It seems that something is missing and that the feeling of emptiness is not complete. The feeling that we will always feel lonely, that certain things will never allow us to achieve personal fulfillment or, until, we will never be heard or understood. It is not easy to define the emotional deprivation of affective deprivation and perhaps the most common psychotherapeutic needs.
We take away, kidnap or exile ourselves from the rest of our experience. Perhaps because of the feelings of pain and discomfort that arise in us, or the possible feelings of shame that may accompany the experience.
In order for us to see and care for emotional deprivation, we need recognition, which is not easy.
The void of needing seeks solutions by looking outside ourselves.
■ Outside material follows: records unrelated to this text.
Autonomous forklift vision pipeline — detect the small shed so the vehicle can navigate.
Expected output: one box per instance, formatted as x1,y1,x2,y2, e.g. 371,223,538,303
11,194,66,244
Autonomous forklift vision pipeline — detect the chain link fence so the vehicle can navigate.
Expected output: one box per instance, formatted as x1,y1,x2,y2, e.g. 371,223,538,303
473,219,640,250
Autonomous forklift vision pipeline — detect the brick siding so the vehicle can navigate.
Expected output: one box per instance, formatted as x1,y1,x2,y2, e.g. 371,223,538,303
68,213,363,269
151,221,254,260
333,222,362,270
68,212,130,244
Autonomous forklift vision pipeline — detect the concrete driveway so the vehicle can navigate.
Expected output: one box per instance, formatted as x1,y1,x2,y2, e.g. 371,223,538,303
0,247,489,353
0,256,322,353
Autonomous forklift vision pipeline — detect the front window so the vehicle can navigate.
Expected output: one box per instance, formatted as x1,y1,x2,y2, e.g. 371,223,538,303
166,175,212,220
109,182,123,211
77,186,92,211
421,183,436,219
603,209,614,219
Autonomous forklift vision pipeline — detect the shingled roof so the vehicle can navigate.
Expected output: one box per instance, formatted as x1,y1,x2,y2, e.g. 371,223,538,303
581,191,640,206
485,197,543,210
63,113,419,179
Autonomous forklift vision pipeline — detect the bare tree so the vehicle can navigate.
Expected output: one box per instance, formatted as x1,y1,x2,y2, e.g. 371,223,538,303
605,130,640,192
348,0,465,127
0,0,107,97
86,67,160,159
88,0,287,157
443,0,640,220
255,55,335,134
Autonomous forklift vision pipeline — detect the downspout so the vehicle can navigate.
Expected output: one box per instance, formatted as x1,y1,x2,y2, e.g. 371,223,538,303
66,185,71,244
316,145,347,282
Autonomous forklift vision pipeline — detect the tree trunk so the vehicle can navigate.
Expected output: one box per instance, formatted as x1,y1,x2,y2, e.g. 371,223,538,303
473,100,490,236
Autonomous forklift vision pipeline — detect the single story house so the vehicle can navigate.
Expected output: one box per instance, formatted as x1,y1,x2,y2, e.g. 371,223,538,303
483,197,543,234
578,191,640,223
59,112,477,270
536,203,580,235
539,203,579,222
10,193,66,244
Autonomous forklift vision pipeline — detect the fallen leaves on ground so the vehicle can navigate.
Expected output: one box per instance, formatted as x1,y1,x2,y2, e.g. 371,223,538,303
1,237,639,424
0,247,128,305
An arduous task, to satisfy the need for attachment and to feel valued by someone, while at the same time it is necessary to deal with internal critical thoughts and feelings related to this lack.
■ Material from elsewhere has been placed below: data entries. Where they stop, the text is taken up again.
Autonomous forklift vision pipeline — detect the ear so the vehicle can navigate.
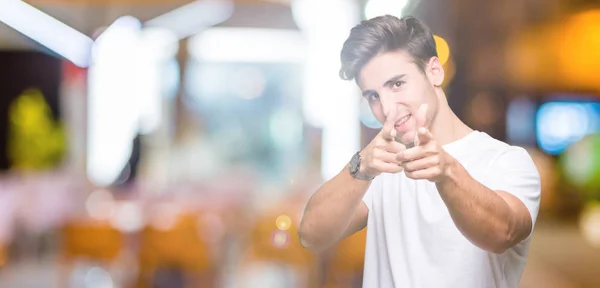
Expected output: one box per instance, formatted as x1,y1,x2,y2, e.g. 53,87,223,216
427,57,445,87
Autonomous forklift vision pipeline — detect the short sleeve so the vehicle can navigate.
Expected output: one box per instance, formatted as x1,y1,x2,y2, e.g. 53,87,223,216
362,176,382,211
482,146,541,238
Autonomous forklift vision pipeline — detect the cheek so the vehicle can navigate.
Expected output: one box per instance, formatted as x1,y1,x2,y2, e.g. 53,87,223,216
408,84,432,104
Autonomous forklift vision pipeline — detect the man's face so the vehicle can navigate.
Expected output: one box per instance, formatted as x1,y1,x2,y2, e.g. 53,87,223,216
358,50,440,145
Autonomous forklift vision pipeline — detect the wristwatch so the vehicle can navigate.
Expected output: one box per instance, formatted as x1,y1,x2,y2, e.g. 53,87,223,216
349,151,375,181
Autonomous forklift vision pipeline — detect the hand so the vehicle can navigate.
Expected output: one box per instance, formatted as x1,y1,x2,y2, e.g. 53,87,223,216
359,106,407,178
396,104,454,182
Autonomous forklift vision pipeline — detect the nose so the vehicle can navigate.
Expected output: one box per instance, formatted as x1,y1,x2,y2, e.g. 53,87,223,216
380,93,396,118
When this internal need cannot be heeded, there is a need to seek to eliminate this necessity externally, with the partner, with friends, with children, with food, with alcohol, or others, witch will act as protectors.
When you look inside and pay attention to the inner affective lack and help relieve it of our burdens, we no longer have to wait for external help to fill that void. The magic that the other can read our emotions and make it meet our needs is no longer the focus. It is very gratifying when we can face the needs without them running away.